Und Thomas Falk? Innerlich zerrissen von seinen Gefühlen für Sabine und Martina, hat er sich für die jüngere der Schwestern entschieden. Längst quält ihn das schlechte Gewissen, denn er weiß, dass er Leidenschaft mit wahrer Liebe verwechselt hat.
Als er durch Zufall Sabines neuen Wohnort herausfindet, wird die Stimme seines Herzens immer lauter ...
»Nein«, erklärte Leopoldine Gräfin Clausnitz mit ungewollter Schärfe. »Ehe ich keine Nachricht von Sabine habe, werde ich eurer Verlobung nicht zustimmen!«
Martina trug ihr Haar straff nach hinten gekämmt. Ihr ebenmäßiges Gesicht wirkte dadurch unglaublich jung und zart.

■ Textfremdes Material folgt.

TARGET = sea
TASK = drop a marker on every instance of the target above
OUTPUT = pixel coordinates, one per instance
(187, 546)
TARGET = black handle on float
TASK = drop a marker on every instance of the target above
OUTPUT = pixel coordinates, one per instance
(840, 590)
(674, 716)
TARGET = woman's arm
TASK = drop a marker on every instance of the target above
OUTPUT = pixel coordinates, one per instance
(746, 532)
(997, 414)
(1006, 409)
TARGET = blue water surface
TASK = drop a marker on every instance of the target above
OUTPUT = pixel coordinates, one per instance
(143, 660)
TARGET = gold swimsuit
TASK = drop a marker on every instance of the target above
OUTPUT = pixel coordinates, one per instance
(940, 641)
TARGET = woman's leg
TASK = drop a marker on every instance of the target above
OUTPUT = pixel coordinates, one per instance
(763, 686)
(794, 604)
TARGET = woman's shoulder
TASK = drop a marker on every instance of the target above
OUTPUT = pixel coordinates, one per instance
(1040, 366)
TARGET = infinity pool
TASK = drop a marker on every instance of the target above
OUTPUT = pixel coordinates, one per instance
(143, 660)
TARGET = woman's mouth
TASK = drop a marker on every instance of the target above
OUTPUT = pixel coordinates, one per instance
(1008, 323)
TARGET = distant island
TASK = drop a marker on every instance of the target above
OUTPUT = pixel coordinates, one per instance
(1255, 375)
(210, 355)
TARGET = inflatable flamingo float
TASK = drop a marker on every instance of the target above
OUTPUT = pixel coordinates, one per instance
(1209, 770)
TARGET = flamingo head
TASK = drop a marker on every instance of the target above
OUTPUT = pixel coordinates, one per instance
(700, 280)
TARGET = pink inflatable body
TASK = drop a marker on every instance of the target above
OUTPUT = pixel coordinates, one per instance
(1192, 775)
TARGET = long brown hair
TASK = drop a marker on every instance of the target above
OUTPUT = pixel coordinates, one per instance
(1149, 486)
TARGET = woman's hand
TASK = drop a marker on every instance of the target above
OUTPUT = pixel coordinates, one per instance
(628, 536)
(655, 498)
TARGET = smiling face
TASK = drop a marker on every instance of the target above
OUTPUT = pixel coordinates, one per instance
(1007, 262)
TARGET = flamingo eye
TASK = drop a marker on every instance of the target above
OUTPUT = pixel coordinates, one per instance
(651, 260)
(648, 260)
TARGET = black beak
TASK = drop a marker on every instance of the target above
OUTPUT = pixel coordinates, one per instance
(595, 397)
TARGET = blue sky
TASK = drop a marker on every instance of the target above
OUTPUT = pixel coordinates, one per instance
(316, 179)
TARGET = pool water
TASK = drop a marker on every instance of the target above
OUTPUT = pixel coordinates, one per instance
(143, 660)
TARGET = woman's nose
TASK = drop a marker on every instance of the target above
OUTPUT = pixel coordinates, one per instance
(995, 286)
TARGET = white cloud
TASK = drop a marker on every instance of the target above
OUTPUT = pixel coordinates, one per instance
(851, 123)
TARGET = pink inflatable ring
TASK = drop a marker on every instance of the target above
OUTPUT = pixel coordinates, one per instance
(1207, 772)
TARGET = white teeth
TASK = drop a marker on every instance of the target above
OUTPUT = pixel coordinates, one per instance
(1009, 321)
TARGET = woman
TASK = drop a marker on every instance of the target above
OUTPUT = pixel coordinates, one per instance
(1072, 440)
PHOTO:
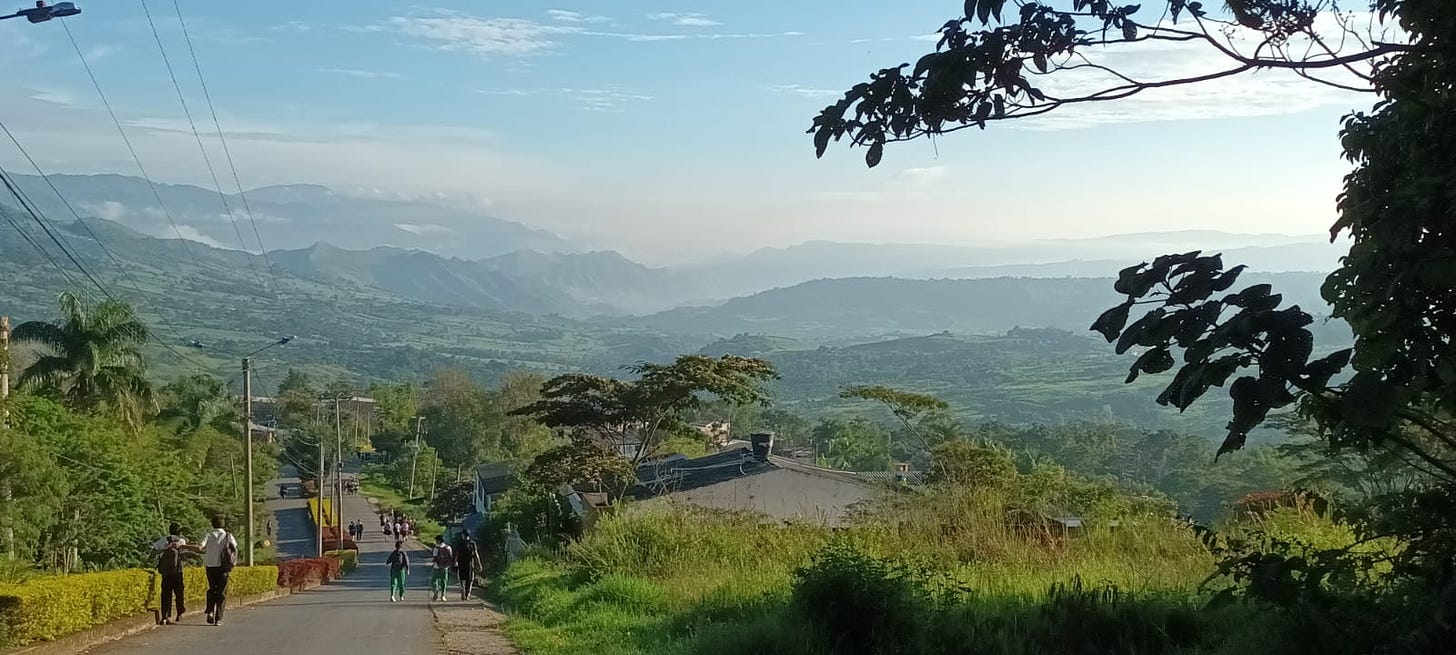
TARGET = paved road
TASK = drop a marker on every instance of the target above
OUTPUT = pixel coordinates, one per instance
(351, 616)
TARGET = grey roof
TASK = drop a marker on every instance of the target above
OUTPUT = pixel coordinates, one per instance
(680, 473)
(495, 476)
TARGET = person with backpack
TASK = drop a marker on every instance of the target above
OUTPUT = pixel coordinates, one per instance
(219, 556)
(398, 571)
(468, 562)
(443, 559)
(169, 552)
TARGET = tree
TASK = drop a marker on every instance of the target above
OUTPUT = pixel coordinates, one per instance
(92, 357)
(971, 465)
(197, 401)
(1012, 70)
(654, 406)
(907, 406)
(855, 444)
(1395, 390)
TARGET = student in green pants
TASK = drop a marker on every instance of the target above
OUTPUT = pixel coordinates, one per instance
(440, 574)
(398, 571)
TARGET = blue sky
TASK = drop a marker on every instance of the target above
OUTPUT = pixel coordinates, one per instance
(666, 130)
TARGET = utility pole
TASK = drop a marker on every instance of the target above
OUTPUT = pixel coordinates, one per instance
(338, 475)
(248, 456)
(414, 465)
(318, 491)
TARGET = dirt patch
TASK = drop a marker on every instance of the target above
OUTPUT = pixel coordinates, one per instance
(471, 628)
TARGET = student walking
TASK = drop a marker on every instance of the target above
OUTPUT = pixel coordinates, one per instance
(468, 562)
(219, 556)
(398, 571)
(169, 552)
(440, 572)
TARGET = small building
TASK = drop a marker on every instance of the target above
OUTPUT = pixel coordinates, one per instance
(752, 479)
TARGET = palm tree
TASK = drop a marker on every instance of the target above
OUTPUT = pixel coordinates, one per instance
(92, 357)
(197, 401)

»Tante«, sagte sie leise. »Ich weiß, dass Sabine mir sehr böse ist. Aber was kann ich dafür, dass der Mann, der meine Schwester heiraten wollte, sich ausgerechnet in mich verliebt hat?«
»Du bist nicht unschuldig daran, Martina!«, erwiderte die Gräfin streng. »Denk an den Abend, an dem du mir alles offen erzählt hast.«
»Du hast ja recht«, bekannte Martina kleinlaut. »Ich leide auch darunter, dass Sabine nichts von sich hören lässt. Was soll ich aber tun, Tante?«
»Wir können gar nichts tun, Martina. Wir können nur warten! Jetzt ist sie schon seit drei Monaten fort.« Sie warf einen forschenden Blick auf ihre Nichte. »Es ist schon sechs Uhr, Martina. Triffst du dich heute Abend noch mit Thomas?«
»Nein, Tante. Er hat keine Zeit. Seine Eltern sind heute eingetroffen.«
Die Gräfin stutzte. Wie begeistert hatte ihr Sabine seinerzeit von Thomas' Eltern erzählt! Wie eine Tochter hatten sie Sabine in ihrem Haus in Hannover aufgenommen. Und Thomas' Mutter hatte der Gräfin kurz vor der festgesetzten Hochzeit einen reizenden Brief geschrieben!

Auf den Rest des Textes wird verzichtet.